Happy day! Hot dogs from animals not only raised organically, but in pasture — health grass-fed animals instead of the grain-fed, feel lot, antibiotic-filled animals that most people still eat.

For Natural Dogs, a Growing Appetite
By KIM SEVERSON
New York Times
July 5, 2006

In the past four years sales of packaged organic hot dogs have increased sharply. Although organic dogs have been around for at least a decade, the new models on the market taste better, have healthier fat profiles and are made from animals that spend their lives eating nothing but pasture.

The key is that the curing code has recently been cracked. Instead of relying on sodium nitrates or the more common sodium nitrites for color, texture and shelf life, hot dog makers have found a magic solution of celery juice, lactic acid and sea salt that rescues the organic dog from its tough brown reputation and rockets it to pink juiciness. It also addresses the concern among some consumers and scientists that nitrites and nitrates might contribute to cancer.

No nitrites or nitrates either? Those are the main reason I avoid hot dogs nowadays, because nitrites & nitrates have also been implicated in diabetes & other health issues.

Where can I get ’em? I miss hot dogs sooooooo much.

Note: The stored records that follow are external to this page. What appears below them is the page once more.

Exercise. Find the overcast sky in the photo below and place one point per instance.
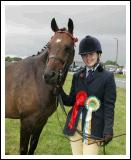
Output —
(27, 28)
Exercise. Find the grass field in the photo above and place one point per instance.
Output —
(52, 141)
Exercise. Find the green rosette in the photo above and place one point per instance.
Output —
(93, 103)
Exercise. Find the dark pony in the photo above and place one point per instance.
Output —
(32, 83)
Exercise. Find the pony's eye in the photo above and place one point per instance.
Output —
(67, 48)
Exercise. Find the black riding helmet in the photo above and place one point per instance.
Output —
(89, 44)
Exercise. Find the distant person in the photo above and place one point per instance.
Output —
(99, 85)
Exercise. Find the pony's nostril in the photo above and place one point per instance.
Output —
(49, 75)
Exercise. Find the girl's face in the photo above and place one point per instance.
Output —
(90, 59)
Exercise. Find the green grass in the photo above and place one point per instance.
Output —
(52, 141)
(120, 76)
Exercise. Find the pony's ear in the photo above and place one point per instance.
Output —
(70, 26)
(54, 25)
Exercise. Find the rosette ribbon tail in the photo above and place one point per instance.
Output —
(80, 100)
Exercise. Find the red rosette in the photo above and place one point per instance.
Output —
(80, 100)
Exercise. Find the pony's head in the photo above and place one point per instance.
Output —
(60, 53)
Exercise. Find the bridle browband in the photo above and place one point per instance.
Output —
(61, 73)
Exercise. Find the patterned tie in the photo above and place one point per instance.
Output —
(90, 74)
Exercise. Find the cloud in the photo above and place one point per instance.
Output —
(28, 27)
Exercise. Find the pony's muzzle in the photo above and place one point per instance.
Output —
(50, 77)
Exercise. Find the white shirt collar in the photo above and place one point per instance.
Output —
(92, 68)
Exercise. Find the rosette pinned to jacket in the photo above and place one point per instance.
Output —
(92, 104)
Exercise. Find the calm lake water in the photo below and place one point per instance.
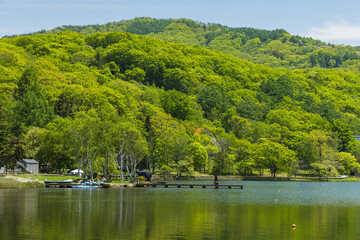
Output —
(262, 210)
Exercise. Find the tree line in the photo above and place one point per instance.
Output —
(118, 102)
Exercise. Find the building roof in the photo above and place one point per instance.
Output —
(30, 161)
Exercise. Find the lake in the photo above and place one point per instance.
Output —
(262, 210)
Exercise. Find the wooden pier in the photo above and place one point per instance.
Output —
(54, 184)
(190, 185)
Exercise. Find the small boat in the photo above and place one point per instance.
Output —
(84, 186)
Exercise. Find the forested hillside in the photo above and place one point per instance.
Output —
(120, 101)
(275, 48)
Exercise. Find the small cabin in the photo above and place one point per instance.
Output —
(28, 165)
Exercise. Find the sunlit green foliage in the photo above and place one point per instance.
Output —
(116, 99)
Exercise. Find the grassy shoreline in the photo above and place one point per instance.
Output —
(24, 181)
(8, 182)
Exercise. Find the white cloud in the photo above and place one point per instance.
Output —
(337, 32)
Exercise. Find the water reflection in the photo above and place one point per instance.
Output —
(319, 210)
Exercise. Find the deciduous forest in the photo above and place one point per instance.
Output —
(178, 96)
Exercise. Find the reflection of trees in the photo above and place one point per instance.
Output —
(163, 214)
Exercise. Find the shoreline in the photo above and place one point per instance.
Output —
(16, 182)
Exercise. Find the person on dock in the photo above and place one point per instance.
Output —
(216, 182)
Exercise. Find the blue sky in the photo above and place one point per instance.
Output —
(330, 21)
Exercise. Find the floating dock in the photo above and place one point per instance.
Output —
(190, 185)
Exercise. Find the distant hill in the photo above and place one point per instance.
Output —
(117, 99)
(276, 48)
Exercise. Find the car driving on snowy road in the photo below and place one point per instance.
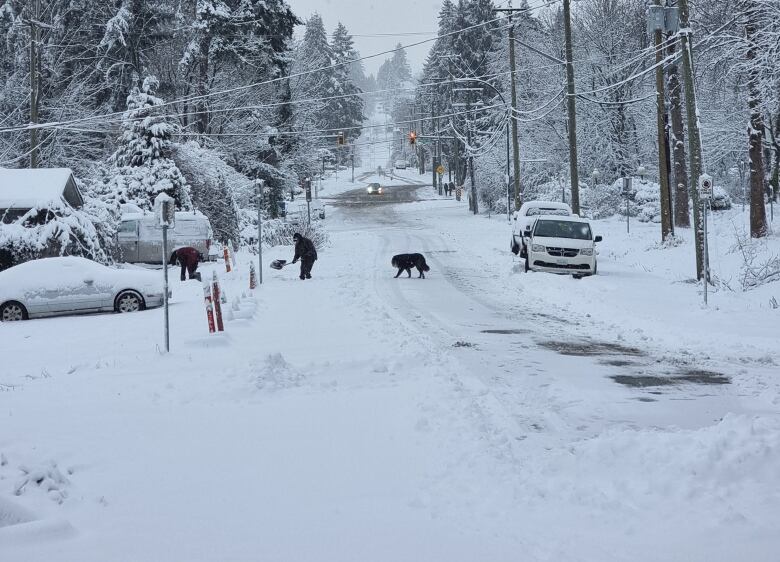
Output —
(72, 285)
(561, 245)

Stephen McDonnell, who founded the natural meat company Applegate Farms in 1987 and remains its chief executive, argues that the hot dog revolution should center on beef from animals that eat only pasture rather than the standard diet of grain. Beef from cattle raised on grass is leaner and has a healthier dose of omega-3 fatty acids, the kind found in fish like salmon and mackerel. As a result, he said, the dogs are healthier.

Exactly. Grass-fed is better — better for the animal, in terms of it having a better & more healthy life before slaughter, & better for the humans who consume its meat.

I might add at this point that I have no ethical issues with the web of life that leads different species to eat each other (whether plant or animal): this is how life & death are set up in this universe. But I have plenty of ethical issues with the feedlot methods of animal “production,” in which animals are kept in miserable, unhealthy conditions, are fed diets unnatural to them, & must be continually dosed with antibiotics because of the diseases they’re prone to as a result of the unhealth of their conditions. I will, & do, pay extra for eggs from free range chickens (not just “cage-free” but “free range,” & I’m willing to do so for organic, free-range beef & bison too.

After working for a decade on the formula, Mr. McDonnell this month introduced low-priced nitrate-free hot dogs made with grass-fed beef from Uruguay.

It’s just too bad that it has to come all the way from Uruguay. As the article later goes on to discuss, locally grown food, whether from plant or animal sources, is preferable because it doesn’t use up so many resources, especially petroleum products, just to get it to market. From what the article says, there’s a lot of that kind of hot dog available in New York City & environs, but hey, I live in Alaska… & already most of my food supply comes from elsewhere. But when I can, I do eat locally produced food.

Sold under the name the Great Organic Hot Dog, they look just like those plump, salty, chemically pink dogs served on buns at sporting events and from street carts….

….The new dogs will be the first completely grass-fed wienies in the country to be sold at mainstream markets like Publix and Safeway.

Wow… does that mean we might get them here, at Carrs? (Which is just Safeway by another name.)

There are also organic hot dogs from Organic Valley that come from Midwestern cattle whose diet is at least 85 percent grass.

I’m gonna be on the lookout for these. I really really really miss hot dogs.